Novel techniques for evaluating air quality forecasts

Poor air quality has serious impacts on human health, in particular for those who suffer from respiratory illnesses. For example, during the heat wave of August 2003 it was estimated that up to 800 premature deaths in the UK were associated with poor air quality. Thus the provision of accurate air quality forecasts is very important to provide guidance to those who are vulnerable to high pollution levels. Air quality forecasts are produced using a combination of weather forecast models and chemistry models. The accuracy of air quality forecasts therefore depends on the accurate representation of the meteorology, the chemistry, and the interactions between the meteorology and the chemistry in these models. For example, during summer high pressure events, wind speeds are generally low and sunshine levels are generally high due to the absence of clouds. The abundance of sunshine results in an enhancement in ozone production. The low wind speeds mean that there is little transport of ozone away from the Earth's surface resulting in a build-up of ozone concentrations. This has consequent impacts on human health and crops. The ability to forecasts such poor air quality events can help improve the way that people prepare and behave during hazardous episodes.

In order to improve air quality forecasts, sources of error in the representation of the meteorology, the chemistry, and the interactions between the meteorology and the chemistry need to be identified.
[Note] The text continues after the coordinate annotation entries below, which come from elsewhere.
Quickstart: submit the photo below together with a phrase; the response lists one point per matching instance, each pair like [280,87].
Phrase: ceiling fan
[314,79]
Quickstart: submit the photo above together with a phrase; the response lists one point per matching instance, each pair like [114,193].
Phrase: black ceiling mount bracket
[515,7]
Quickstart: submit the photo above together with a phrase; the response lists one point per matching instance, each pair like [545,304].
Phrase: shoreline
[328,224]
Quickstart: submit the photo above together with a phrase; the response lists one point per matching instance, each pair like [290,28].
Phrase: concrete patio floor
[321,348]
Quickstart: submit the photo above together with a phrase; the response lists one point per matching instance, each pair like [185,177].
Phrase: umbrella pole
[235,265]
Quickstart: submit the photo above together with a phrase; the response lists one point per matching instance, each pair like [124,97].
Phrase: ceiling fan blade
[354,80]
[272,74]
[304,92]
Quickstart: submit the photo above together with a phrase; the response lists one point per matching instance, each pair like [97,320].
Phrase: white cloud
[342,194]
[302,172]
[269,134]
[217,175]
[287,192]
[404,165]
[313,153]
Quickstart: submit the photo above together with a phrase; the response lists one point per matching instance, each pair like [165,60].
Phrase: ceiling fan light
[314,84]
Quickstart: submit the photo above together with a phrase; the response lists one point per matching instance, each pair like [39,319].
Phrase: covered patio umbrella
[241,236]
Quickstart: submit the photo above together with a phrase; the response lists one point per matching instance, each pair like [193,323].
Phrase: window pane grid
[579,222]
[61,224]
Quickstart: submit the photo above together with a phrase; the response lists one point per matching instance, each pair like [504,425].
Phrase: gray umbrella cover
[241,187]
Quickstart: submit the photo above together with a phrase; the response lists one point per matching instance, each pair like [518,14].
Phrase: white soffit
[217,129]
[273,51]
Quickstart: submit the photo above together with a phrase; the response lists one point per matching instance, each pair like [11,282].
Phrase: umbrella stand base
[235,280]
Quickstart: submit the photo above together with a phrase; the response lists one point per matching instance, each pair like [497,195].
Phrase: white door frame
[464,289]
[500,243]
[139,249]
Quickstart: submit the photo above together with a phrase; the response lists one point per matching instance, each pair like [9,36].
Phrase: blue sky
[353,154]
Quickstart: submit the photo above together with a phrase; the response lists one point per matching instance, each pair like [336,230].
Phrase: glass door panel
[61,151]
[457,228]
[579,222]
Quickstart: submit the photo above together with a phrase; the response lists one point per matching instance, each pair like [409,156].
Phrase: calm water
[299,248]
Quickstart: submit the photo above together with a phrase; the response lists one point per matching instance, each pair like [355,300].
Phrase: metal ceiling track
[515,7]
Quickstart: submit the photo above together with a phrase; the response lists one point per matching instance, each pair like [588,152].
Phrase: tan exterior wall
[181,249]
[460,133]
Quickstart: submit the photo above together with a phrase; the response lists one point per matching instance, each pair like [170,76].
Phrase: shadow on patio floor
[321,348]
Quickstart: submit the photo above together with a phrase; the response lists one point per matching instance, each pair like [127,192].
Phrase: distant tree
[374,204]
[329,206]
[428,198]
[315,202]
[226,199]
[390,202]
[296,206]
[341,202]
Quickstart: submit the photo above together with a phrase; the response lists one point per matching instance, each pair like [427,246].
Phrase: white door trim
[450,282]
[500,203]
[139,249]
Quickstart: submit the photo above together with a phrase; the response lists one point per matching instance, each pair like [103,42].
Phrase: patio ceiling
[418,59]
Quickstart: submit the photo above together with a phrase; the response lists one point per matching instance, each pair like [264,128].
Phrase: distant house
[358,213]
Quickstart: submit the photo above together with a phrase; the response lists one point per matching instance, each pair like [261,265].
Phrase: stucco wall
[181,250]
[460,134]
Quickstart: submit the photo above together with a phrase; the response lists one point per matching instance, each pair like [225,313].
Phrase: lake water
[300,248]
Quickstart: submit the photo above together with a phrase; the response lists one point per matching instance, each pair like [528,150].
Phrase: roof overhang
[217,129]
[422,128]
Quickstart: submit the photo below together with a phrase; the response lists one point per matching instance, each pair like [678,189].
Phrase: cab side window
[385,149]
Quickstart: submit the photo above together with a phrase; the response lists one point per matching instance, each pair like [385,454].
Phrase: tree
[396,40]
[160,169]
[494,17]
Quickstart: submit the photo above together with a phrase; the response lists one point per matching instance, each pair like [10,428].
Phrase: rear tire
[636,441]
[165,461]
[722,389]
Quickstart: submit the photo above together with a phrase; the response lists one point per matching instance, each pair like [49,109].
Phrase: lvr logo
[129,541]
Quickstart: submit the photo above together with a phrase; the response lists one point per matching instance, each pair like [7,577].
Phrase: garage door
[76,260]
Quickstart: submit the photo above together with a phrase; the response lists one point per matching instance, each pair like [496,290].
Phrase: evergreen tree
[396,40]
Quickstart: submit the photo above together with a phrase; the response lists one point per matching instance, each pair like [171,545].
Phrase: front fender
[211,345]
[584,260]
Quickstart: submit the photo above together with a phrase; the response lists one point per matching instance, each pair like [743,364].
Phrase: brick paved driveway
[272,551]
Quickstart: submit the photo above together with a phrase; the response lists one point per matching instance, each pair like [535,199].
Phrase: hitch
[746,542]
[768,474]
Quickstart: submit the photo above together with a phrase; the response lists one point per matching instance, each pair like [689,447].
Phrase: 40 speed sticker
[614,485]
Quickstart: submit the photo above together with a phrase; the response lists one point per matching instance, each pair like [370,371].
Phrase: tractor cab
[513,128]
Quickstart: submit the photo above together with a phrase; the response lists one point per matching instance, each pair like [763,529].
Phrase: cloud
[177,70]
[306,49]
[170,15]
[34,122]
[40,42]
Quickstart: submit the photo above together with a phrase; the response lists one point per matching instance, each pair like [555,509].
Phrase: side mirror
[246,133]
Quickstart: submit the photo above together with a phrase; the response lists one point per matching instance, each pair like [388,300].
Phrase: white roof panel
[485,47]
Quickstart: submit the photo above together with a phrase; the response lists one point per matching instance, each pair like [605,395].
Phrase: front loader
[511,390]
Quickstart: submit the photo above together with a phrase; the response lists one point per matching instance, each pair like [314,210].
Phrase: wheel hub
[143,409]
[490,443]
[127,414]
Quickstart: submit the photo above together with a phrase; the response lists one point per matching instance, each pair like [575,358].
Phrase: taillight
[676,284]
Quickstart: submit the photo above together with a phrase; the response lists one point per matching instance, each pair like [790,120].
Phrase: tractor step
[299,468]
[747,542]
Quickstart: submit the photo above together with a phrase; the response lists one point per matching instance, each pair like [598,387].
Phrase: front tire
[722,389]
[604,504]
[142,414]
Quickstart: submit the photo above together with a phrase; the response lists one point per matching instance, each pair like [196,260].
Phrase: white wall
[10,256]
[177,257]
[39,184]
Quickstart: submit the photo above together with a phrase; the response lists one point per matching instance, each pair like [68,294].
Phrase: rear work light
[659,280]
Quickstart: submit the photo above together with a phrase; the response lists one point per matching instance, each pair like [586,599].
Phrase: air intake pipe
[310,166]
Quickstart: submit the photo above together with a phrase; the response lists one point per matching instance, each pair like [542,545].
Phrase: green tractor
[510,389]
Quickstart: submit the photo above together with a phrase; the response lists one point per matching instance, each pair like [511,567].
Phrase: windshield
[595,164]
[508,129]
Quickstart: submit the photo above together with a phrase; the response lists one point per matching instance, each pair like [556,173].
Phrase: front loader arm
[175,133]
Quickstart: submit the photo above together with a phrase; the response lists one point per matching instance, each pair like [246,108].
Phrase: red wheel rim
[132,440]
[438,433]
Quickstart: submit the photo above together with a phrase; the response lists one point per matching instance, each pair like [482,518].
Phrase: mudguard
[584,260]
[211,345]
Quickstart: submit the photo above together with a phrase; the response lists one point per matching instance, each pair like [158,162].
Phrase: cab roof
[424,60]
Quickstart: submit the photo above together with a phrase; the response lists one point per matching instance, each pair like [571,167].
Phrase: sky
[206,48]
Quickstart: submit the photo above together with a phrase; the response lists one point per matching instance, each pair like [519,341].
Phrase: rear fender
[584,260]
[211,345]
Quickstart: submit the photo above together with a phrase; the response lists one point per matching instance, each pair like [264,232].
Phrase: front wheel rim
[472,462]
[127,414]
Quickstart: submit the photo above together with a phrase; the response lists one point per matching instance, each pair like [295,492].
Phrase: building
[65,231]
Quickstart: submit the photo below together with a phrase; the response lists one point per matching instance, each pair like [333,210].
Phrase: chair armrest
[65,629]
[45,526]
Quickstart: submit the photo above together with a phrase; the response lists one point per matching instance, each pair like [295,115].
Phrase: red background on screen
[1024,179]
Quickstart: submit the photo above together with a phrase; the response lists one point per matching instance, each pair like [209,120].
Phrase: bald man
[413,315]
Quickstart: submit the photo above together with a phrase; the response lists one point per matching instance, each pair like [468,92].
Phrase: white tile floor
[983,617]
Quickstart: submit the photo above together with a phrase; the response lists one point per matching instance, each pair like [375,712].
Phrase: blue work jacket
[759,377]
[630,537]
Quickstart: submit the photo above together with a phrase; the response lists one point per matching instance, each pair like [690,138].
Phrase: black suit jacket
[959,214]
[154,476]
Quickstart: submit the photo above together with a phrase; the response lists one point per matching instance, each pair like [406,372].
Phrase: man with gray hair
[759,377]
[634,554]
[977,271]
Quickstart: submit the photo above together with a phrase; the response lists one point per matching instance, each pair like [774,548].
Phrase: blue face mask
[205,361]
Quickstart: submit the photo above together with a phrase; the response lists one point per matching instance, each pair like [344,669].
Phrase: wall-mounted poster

This project aims to make use of geo-statistical techniques to create interpolated maps of observations with which to evaluate the Met Office air quality forecasts. The student will explore new verification techniques for air quality forecasting and determine the most suitable methods. Finally, the student will establish statistical connections between the Met Office meteorological forecast scores and the skill of the air quality forecast. This will be useful to determine the degree to which the performance of the air quality forecasts is dependent on that of the meteorological model, or on the representativity of chemistry and emissions under different synoptic situations.

This research is essential if the Met Office is to evaluate high resolution air quality models in a consistent framework. The CASE studentship will provide improved observational datasets and novel evaluation for the operational verification of air quality forecasts. These techniques can then be applied to determine how subsequent changes in model resolution or in model parameterisations of chemical and physical processes impact the performance of air quality forecasts.